He adds: “O-RAN is a key enabler for clients from many sectors to provide a wide array of new services to their customers. It’s an enabler of edge connectivity and machine economy, and provides the foundation for use cases such as autonomous driving, modern energy grids, autonomous and robotics.
But as well as opportunities, new technologies also bring challenges, most of which concern system integration. Vodafone recently published a white paper on the challenges of O-RAN system integration, with a call to action for ecosystem providers to integrate much earlier.
“Instead of buying a single box from a traditional vendor multiple vendors in the ecosystem need to work together,” Dallas explains. He adds that Wind River has been working with Dell, Samsung, NEC, and Vodafone on solutions that simplify this integration process.

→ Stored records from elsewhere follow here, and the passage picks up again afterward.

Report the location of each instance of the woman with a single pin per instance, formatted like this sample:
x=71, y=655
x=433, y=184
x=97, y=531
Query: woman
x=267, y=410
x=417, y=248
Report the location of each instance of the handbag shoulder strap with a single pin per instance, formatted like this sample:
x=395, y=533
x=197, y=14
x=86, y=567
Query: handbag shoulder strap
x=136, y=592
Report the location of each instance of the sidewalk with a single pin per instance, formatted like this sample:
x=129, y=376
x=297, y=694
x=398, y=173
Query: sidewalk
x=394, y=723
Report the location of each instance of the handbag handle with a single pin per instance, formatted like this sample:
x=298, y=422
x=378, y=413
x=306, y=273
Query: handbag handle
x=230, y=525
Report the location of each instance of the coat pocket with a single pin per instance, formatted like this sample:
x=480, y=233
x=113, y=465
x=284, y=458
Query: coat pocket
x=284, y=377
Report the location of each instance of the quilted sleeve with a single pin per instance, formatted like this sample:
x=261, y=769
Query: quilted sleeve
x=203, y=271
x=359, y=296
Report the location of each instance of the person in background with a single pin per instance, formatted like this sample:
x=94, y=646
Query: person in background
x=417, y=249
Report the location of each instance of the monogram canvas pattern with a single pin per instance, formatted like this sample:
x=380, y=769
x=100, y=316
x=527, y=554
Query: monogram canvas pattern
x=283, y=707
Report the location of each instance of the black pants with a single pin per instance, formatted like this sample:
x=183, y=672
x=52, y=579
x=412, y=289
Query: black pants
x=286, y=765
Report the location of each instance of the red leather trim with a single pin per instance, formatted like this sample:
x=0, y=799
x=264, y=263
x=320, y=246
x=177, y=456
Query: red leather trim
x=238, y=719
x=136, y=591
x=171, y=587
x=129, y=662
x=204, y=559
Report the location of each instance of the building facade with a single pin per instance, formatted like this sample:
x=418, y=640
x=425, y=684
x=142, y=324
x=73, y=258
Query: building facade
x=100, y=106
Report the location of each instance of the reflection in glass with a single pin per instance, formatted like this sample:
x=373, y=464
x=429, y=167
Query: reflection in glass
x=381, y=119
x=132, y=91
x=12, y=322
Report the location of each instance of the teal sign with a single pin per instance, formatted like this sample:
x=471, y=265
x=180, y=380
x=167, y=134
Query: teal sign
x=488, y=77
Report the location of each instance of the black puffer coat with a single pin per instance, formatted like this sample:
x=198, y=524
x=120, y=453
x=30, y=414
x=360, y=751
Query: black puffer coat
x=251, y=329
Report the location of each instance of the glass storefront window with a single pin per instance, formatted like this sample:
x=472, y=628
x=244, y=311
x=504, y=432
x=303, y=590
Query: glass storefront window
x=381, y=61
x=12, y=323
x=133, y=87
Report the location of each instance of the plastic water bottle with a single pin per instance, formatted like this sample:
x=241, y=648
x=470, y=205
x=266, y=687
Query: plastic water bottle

By way of example, Dallas cites Wind River’s partnership with Dell, which has seen the companies transform telecoms cloud deployments by enabling a lower friction and lower cost ability to deploy 5G.
As O-RAN technology evolves, Wind River is starting to see its value to customers from industries outside of telecoms.
Dallas says: “Industry data suggests 70% of computing will have moved to the edge by 2026, so this is an incredible growth area.
“Operational technology systems are becoming hyperconnected, where in the past they weren’t. This means service providers have a role in creating value around connectivity.”
Examples Dallas gives include vehicle-to-vehicle, vehicle-to-infrastructure, drone delivery systems, and telemedicine.
“Distributed networks are complex, so Open RAN solutions must mitigate complexity.”
Concluding, Dallas says Wind River’s focus is on “providing ease of deployment, increased levels of automation and operational efficiency.”